With the creation of the Terran Union of Spacefaring Nations (T.U.S.N.) in anticipation of human expansion to extrasolar space, India finally gave up its sovereignty over Chandnipur, which became just one settlement in amalgamated T.U.S.N. Lunar territory. There were walled-off Nuclear Seclusion Zones up there on Earth still hot from the last World War, and somehow they’d figured out how to stop war on the Moon. With the signing of the International Lunar Peace Treaty, every nation that had held its own patch of the Moon for a century of settlement on the satellite agreed to lay down their arms under Earth, Sol, the gods, the goddesses, and the God. The Moon was going to be free of military presence for the first time in decades.

When us asuras were first told officially of the decommissioning of Lunar Command in Chandnipur, we celebrated. We’d made it—we were going to Earth, earlier than we’d ever thought, long before retirement age. Even our COs got shit-faced in the mess halls. There were huge tubs of biryani, with hot chunks of printed lamb and gobs of synthi dalda. We ate so much, I thought we’d explode. Even Aditi, who’d been dreaming about other worlds, couldn’t hold back her happiness. She asked me, “What’s the first thing you’re going to do on Earth?” her face covered in grease, making me think of her as a child with another name, grubby cheeks covered in syrup from stolen jalebis. “I’m going to catch a train to a riverside beach or a sea-wall, and watch the movement of water on a planet. Water, flowing and thrashing for kilometers and kilometers, stretching all the way to the horizon. I’m going to fall asleep to it. Then I’m going to go to all the restaurants, and eat all the real foods that the fake food in the Underground Markets is based on.”

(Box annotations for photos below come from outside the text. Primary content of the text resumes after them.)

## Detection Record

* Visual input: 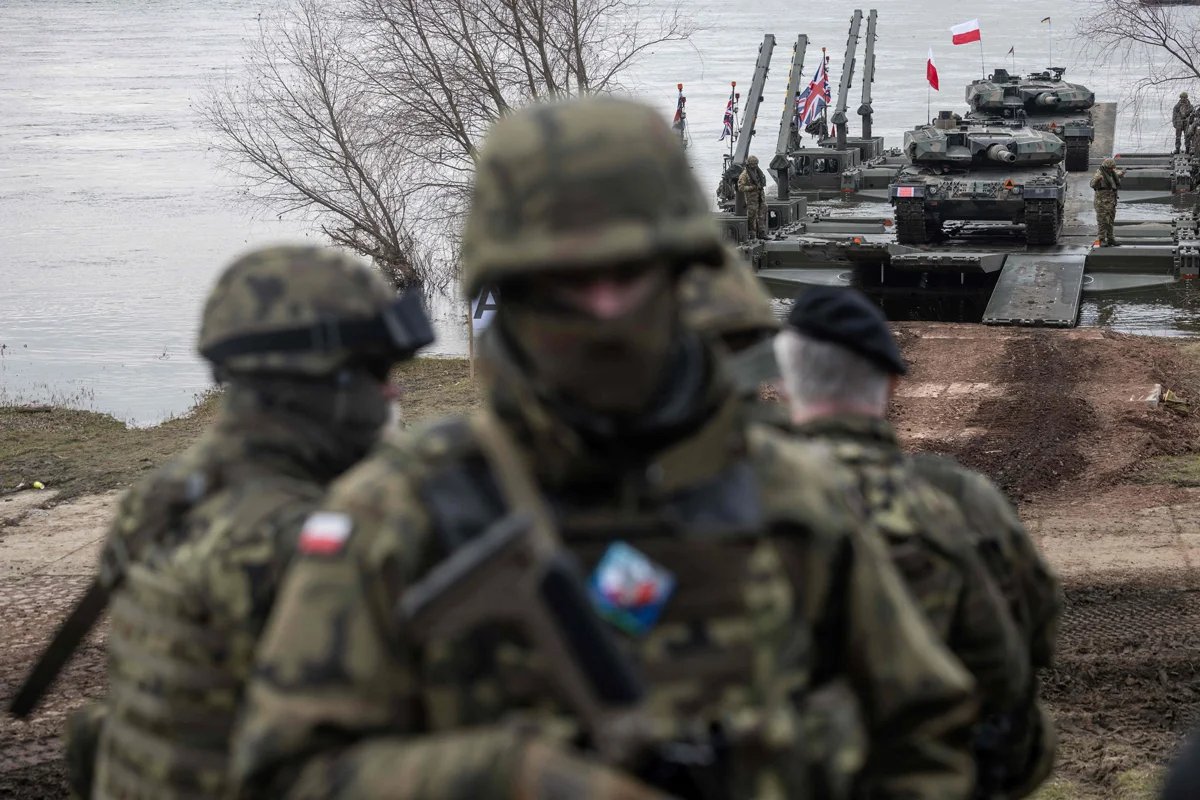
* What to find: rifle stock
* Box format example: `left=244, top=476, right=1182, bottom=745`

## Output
left=397, top=513, right=648, bottom=763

“Don’t spend all your money in one day, okay? We need to save up for that house in the Himalayas.”

“You’re going to go straight to the mountains, aren’t you,” I said with a smile.

“Nah. I’ll wait for you, first, beta. What do you think.”

“Good girl.”

After that meal, a handful of us went out with our suits for an unscheduled patrol for the first time—I guess you’d call it a moonwalk, at that point. We saluted the Earth together, on a lunar surface where we had no threat of being silently attacked from all sides. The century-long Lunar Cold War was over—it had cooled, frozen, bubbled, boiled at times, but now it had evaporated. We were all to go to our paradise in the black sky, as we’d wished every day on our dreary chota duniya.

We didn’t stop to think what it all really meant for us asuras, of course. Because as Aditi had told me—the Moon was our home, the only one we’d ever known, really. It is a strange thing to live your life in a place that was never meant for human habitation. You grow to loathe such a life—the gritty dust in everything from your food to your teeth to your weapons, despite extensive air filters, the bitter aerosol meds to get rid of infections and nosebleeds from it. Spending half of your days exercising and drinking carefully rationed water so your body doesn’t shrivel up in sub-Earth grav or dry out to a husk in the dry, scrubbed air of controlled atmospheres. The deadening beauty of grey horizons with not a hint of water or life or vegetation in sight except for the sharp lines and lights of human settlement, which we compared so unfavorably to the dazzling technicolour of images and video feeds from Earth, the richness of its life and variety. The constant, relentless company of the same people you grow to love with such ferocity that you hate them as well, because there is no one else for company but the occasional civilian who has the courage to talk to a soldier in Chandnipur’s streets, tunnels and canteens.